Sia chiaro, c’è chi oggi si batte per i disabili e per l’esigibilità dei loro diritti. Ma, curiosa coincidenza, si tratta delle sole associazioni di disabili e dei loro familiari, probabilmente perché già contagiati dal virus della disabilità. A tutti “noi” altri, muniti di apposite mascherine culturali, è permesso andare in giro, salvare la faccia e disinfettare lo spirito, ripetendo la formula rituale “Nessuno tocchi i disabili!”, con un’aura di sacralità che, nella sua potente ambivalenza, evita di ricordarci che “è criminale uccidere la vittima perché essa è sacra…ma la vittima non sarebbe sacra se non la si uccidesse” (Girard 1980, p.13).
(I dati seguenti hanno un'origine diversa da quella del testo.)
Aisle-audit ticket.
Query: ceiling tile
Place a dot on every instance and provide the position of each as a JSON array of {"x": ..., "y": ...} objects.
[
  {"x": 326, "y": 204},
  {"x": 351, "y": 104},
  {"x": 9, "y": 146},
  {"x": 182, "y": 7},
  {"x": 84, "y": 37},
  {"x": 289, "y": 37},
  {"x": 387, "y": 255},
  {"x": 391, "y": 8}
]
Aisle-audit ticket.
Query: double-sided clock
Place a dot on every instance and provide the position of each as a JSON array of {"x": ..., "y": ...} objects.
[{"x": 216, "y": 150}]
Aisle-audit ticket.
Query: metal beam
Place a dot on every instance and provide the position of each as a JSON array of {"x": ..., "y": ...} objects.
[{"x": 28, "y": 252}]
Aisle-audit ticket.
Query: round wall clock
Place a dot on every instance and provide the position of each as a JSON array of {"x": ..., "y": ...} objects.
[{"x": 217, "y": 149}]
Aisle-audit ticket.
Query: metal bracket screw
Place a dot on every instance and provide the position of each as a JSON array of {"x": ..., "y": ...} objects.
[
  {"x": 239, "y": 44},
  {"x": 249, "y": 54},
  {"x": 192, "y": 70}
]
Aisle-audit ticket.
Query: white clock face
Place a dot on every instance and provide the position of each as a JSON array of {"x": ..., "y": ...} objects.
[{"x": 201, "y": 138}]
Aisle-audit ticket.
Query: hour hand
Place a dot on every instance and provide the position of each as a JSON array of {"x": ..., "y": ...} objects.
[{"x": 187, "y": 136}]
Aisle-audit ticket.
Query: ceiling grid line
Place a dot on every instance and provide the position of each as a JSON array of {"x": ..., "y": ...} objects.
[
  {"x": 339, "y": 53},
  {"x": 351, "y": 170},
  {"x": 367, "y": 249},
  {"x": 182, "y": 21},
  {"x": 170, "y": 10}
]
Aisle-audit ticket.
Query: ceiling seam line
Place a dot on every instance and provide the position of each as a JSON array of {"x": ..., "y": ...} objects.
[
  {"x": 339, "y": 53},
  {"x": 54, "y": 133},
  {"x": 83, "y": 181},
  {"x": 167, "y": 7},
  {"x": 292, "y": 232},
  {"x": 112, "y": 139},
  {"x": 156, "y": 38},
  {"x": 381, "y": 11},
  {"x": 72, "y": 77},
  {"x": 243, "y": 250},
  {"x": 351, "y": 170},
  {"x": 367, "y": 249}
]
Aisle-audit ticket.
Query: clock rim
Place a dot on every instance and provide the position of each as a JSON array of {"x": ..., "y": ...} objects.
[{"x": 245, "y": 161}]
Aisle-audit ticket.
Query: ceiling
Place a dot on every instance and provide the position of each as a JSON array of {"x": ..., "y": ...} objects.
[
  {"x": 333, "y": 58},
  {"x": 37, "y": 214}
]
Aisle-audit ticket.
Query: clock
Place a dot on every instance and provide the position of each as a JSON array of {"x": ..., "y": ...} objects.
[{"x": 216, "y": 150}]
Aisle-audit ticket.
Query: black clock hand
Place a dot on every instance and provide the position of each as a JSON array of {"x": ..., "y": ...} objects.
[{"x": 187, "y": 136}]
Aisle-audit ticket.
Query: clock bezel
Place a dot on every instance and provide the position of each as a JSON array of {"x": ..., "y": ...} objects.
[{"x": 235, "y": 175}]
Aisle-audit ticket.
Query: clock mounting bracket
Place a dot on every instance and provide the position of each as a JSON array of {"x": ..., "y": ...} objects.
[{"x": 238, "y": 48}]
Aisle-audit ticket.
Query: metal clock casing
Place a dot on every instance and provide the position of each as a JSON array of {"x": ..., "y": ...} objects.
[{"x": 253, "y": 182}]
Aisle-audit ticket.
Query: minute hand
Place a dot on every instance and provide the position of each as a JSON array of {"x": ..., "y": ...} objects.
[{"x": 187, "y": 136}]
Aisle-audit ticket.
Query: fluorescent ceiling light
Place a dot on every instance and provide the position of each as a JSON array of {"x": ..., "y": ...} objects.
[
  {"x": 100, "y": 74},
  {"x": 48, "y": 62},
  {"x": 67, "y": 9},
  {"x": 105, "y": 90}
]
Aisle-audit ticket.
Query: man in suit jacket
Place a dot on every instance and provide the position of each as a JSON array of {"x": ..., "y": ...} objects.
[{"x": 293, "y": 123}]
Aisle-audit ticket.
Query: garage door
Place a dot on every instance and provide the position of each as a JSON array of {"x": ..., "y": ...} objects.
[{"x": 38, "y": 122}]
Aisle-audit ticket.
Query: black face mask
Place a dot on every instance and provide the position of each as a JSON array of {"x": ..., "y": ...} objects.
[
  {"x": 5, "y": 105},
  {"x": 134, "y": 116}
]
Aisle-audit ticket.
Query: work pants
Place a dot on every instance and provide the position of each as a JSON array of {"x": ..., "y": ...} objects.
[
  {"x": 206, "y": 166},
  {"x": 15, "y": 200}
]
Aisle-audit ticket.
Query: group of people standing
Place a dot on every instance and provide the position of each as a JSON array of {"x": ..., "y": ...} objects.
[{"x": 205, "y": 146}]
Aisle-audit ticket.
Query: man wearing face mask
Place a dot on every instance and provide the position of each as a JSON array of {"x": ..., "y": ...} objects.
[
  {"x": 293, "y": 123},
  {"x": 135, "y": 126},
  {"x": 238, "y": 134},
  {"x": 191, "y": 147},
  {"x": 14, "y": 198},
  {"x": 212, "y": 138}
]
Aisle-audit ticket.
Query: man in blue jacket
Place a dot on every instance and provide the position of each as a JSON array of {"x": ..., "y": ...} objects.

Che nessuno tocchi i disabili, quindi, perché sacri. E che restino intoccabili, da tenere alla giusta distanza, chiusi in un pulmino ad hoc diretto a un Centro per disabili. Una raffinata e contemporanea pratica culturale del distanziamento sociale – che esclude e allontana all’interno dei propri stessi confini, senza darne troppo a vedere – che conferma il trattamento riservato da sempre a chi è considerato abnormis. Ma se un tempo l’anormalità era percepita a livello fisico o mentale come espressione di un’impurità morale, oggi l’elemento impuro e perturbante della disabilità è nella sua capacità di rendere manifesta l’incapacità inclusiva del sistema in cui viviamo, un sistema costruito su retoriche fragili e vulnerabili in cui la reale applicazione di diritti dichiarati appare come un temibile virus da cui doversi proteggere.

 

Ecco perché la disabilità viene esclusa dai discorsi della quotidianità, ecco perché viene derubricata dall’aurea dei diritti umani per essere confinata nel solo welfare, il suo specifico campo, da intendersi, a questo punto, nell’accezione sostenuta da Giorgio Agamben (1995), ovvero di uno spazio in cui i diritti vengono sospesi. Come in un perenne “stato d’eccezione” (Agamben, 2003) tutto in teoria è previsto, ma nulla è garantito: l’assenza di adeguati piani individuali personalizzati; la non effettiva possibilità di scegliere i propri operatori; la puntuale assenza di personale qualificato per il posto vacante di insegnante di sostegno; la non scontata possibilità di poter partecipare a una gita o a un progetto scolastico; l’impossibilità di pretendere un’adeguata qualità nei servizi; l’incertezza di poter partecipare ai soggiorni estivi; l’insufficienza del monte ore di prestazioni domiciliari; e via dicendo.

 

Molti centri e servizi per l’utenza oggi sono ancora chiusi o a funzionamento ridotto per l’emergenza sanitaria, e i disabili restano a casa in quarantena con i loro familiari, “ma per noi, mica è cambiato molto, sai?”.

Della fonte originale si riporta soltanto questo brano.